アップルは2020年に、「人種的公平と正義のイニシアチブ」(REJI)を立ち上げて、ダイバーシティとインクルージョンを推進していくと発表したが、今回のパートナーシップはその一環とされている。
同社は、サウスバンクセンターで、黒人クリエイターが人種のバリアを克服するためのプログラムを提供し、地元の学校との連携でアートへの情熱を喚起していくという。同様のプログラムは、バーミンガムとマンチェスターでも実施される予定だ。
クックは、23日の会場で15人の黒人写真家が参加する「フォト・ファンタスティック」というプログラムの参加者に話を聞き、彼らが体験したことと、このプログラムを知ったきっかけを尋ねていた。その様子を見ていた筆者は、アップルがREJIのようなイニシアチブを立ち上げた意図をクックに聞いてみた。
「アップルは、人々がこの世界をよりよい場所にしていく必要があると考えている。私たちはREJIの活動を通じて、そのことにコミットしている」と、クックは答えてくれた。
アップルは、2020年にREJIを立ち上げたときに、このイニシアチブに1億ドルを注ぐと述べていた。しかし、クックによるとその額は当初の予定をはるかに上回り、1億5000万ドル(約216億円)を超えているという。
サウスバンク・センターの議長を務めるミサン・ハリマン(Misan Harriman)は、BLM運動に重要な貢献をした写真家としても知られている。当日のイベントで彼は、「サウスバンクで展示を行い、素晴らしいクリエイターやその作品と接することがいかに重要であるかを分かってもらえたと思う。この取り組みはまだ始まったばかりだ」と語った。
クックは、彼の発言に同意し、「このようなプロジェクトは、非常に重要なものだ。しかし、誰もが公平な機会を得られるわけではないのが現実だ」と語った。

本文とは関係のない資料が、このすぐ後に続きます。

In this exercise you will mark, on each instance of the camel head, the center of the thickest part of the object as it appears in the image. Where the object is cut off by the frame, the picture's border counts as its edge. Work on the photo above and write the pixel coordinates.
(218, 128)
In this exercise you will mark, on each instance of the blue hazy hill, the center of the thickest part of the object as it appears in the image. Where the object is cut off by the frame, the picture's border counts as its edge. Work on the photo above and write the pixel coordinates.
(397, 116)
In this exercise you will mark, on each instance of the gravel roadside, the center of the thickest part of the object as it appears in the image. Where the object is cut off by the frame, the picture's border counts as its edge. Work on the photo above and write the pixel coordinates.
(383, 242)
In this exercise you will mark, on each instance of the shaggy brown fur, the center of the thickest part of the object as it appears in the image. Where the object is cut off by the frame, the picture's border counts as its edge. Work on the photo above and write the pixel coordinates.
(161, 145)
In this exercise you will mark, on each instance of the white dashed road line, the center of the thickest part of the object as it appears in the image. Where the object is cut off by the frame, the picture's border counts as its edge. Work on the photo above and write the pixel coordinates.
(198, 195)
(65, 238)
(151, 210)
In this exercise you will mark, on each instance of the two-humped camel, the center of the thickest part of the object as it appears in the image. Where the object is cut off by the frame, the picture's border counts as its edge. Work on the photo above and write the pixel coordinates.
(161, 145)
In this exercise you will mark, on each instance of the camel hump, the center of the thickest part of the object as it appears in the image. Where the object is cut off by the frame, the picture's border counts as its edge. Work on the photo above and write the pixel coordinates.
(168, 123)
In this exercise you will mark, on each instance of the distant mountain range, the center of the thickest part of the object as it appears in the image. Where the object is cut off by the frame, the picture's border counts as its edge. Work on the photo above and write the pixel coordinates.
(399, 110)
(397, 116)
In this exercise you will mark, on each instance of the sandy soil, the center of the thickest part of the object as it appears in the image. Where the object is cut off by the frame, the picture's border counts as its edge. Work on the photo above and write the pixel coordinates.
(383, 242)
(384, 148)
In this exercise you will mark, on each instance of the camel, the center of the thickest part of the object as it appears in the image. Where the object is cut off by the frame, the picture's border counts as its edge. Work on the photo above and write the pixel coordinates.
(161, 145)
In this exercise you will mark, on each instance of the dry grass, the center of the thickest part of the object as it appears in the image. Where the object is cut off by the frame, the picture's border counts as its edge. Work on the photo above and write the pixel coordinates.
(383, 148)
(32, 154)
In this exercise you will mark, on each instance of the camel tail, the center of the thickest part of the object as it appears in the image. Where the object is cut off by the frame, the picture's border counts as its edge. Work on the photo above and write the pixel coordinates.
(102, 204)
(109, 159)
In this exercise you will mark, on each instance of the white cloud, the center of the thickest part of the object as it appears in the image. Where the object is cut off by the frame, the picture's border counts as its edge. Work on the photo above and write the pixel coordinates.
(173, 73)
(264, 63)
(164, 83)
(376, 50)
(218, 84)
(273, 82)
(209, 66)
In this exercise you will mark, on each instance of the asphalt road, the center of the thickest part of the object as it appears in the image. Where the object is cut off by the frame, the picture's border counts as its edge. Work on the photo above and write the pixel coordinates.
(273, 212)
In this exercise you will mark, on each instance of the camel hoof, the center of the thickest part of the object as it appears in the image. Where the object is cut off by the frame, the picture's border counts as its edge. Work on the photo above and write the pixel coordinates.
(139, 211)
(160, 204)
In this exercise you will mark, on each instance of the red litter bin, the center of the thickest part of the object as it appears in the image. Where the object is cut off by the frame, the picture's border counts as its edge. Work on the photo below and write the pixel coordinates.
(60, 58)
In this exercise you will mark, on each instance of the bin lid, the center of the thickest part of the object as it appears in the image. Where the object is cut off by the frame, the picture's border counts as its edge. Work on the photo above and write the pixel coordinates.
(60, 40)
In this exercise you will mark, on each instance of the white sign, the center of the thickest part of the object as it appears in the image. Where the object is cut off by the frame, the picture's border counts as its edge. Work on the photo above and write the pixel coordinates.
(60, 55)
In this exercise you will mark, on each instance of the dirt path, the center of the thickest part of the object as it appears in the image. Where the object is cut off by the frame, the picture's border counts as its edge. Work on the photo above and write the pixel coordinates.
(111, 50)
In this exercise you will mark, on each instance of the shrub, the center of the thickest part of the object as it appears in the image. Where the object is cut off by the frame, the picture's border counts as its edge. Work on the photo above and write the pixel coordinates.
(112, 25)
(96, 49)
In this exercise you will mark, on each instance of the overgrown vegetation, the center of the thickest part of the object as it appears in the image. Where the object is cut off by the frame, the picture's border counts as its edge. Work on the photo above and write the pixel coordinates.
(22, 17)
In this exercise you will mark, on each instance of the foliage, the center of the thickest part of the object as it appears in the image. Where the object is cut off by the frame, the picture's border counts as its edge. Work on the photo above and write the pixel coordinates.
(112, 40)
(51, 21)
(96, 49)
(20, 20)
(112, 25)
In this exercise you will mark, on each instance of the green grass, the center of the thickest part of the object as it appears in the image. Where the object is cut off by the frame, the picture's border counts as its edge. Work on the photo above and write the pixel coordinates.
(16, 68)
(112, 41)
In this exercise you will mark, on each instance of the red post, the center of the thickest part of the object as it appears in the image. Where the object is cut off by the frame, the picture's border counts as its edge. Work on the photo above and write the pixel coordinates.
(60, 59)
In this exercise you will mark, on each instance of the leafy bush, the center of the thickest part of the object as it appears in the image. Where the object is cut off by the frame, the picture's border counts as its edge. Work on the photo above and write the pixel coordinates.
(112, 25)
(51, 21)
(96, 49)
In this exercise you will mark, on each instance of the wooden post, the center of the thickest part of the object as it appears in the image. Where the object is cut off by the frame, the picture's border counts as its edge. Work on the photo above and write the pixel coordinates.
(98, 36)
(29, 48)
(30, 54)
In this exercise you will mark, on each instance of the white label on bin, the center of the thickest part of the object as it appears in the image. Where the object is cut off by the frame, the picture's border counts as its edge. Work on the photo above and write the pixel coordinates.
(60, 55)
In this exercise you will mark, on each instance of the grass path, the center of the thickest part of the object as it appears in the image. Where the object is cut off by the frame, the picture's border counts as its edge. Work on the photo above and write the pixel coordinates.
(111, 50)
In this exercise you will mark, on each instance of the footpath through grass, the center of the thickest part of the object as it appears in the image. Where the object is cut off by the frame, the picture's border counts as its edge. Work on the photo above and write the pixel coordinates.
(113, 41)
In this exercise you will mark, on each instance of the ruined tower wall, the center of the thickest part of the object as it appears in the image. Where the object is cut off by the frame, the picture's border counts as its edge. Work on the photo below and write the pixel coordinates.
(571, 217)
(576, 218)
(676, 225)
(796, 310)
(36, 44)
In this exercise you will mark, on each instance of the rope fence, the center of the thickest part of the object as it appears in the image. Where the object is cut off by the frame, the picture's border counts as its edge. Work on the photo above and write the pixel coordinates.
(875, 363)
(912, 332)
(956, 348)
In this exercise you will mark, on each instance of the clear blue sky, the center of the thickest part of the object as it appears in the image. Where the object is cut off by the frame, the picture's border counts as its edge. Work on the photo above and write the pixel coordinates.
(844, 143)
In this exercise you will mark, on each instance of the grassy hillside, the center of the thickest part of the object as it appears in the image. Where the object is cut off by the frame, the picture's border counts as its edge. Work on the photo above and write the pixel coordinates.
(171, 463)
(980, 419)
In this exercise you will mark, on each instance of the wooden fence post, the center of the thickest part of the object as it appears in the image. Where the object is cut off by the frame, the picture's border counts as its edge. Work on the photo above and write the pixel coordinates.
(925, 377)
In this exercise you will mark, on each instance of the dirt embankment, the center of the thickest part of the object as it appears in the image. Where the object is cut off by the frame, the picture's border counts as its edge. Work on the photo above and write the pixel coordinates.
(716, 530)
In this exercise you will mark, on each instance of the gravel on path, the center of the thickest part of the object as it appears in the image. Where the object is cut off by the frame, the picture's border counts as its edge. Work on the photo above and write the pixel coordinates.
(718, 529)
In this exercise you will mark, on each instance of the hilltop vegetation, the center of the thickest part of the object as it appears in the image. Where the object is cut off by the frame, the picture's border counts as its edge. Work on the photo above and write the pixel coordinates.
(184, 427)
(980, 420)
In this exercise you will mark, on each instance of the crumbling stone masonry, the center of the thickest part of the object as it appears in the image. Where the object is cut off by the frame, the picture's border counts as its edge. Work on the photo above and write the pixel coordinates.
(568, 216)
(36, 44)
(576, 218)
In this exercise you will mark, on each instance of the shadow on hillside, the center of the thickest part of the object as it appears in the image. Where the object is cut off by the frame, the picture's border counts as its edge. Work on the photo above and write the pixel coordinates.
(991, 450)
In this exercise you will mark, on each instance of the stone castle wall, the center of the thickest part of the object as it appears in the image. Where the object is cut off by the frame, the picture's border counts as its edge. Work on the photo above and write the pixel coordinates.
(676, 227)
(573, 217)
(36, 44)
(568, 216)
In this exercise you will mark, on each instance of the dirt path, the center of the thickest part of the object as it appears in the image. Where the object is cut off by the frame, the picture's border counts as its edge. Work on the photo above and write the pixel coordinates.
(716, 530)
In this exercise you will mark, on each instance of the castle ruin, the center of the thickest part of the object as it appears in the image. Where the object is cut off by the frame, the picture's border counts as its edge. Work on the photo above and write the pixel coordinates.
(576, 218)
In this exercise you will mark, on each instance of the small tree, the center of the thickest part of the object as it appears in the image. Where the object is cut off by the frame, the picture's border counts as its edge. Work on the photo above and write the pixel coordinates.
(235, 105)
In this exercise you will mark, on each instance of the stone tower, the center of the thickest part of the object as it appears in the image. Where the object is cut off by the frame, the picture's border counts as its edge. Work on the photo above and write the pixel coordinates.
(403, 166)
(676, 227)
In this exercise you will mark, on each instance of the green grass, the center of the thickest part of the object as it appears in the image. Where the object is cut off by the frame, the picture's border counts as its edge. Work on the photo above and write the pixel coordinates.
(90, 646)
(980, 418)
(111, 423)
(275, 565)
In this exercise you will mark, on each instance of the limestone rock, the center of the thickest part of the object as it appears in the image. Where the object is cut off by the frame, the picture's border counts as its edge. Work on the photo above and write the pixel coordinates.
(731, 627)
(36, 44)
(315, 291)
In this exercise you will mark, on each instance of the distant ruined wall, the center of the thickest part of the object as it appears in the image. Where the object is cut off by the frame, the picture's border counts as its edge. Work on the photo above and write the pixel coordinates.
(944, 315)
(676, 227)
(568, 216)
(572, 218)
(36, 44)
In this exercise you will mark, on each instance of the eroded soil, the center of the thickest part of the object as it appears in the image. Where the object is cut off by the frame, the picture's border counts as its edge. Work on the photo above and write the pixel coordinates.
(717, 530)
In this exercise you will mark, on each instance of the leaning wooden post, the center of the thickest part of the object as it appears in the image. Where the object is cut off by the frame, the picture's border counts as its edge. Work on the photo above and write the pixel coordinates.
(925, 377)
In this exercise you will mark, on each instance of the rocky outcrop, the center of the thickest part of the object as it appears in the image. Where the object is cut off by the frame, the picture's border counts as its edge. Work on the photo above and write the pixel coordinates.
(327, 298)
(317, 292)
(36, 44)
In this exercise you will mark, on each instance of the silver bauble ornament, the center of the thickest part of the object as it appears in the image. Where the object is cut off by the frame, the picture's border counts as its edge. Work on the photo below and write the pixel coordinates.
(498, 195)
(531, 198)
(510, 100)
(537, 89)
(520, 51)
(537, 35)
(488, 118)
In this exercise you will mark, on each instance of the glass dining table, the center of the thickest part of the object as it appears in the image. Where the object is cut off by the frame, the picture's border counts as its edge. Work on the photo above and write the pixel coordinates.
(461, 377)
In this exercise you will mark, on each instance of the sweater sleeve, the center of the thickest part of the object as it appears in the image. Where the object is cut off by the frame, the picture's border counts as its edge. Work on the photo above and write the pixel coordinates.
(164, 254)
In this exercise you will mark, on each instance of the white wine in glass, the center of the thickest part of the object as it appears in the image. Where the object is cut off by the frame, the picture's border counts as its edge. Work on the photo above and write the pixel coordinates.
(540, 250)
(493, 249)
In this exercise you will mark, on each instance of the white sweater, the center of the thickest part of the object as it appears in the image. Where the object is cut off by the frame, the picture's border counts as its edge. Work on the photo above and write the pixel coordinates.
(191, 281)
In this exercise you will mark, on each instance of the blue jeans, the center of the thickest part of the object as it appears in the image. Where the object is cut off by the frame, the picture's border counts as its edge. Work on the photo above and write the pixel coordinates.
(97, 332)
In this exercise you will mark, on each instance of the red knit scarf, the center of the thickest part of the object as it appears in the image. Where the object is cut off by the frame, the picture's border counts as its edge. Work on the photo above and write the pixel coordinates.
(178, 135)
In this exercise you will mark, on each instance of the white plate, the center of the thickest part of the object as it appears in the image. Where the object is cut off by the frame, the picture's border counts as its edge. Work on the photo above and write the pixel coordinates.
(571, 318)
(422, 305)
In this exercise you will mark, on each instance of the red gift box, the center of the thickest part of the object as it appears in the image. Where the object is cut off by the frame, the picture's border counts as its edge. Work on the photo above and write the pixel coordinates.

スティーブ・ジョブズが生きていたら、今回のパートナーシップとREJIの活動について何を言ったと思うか、という質問に対してクックは、ジョブズがいかに人々の才能を解放することに熱心であったかに言及した。「スティーブは、人々が創造性を発揮するのを見るのが好きだった。彼らを手助けし、人々に彼らの才能を知らせるのが好きだった」とクックは語った。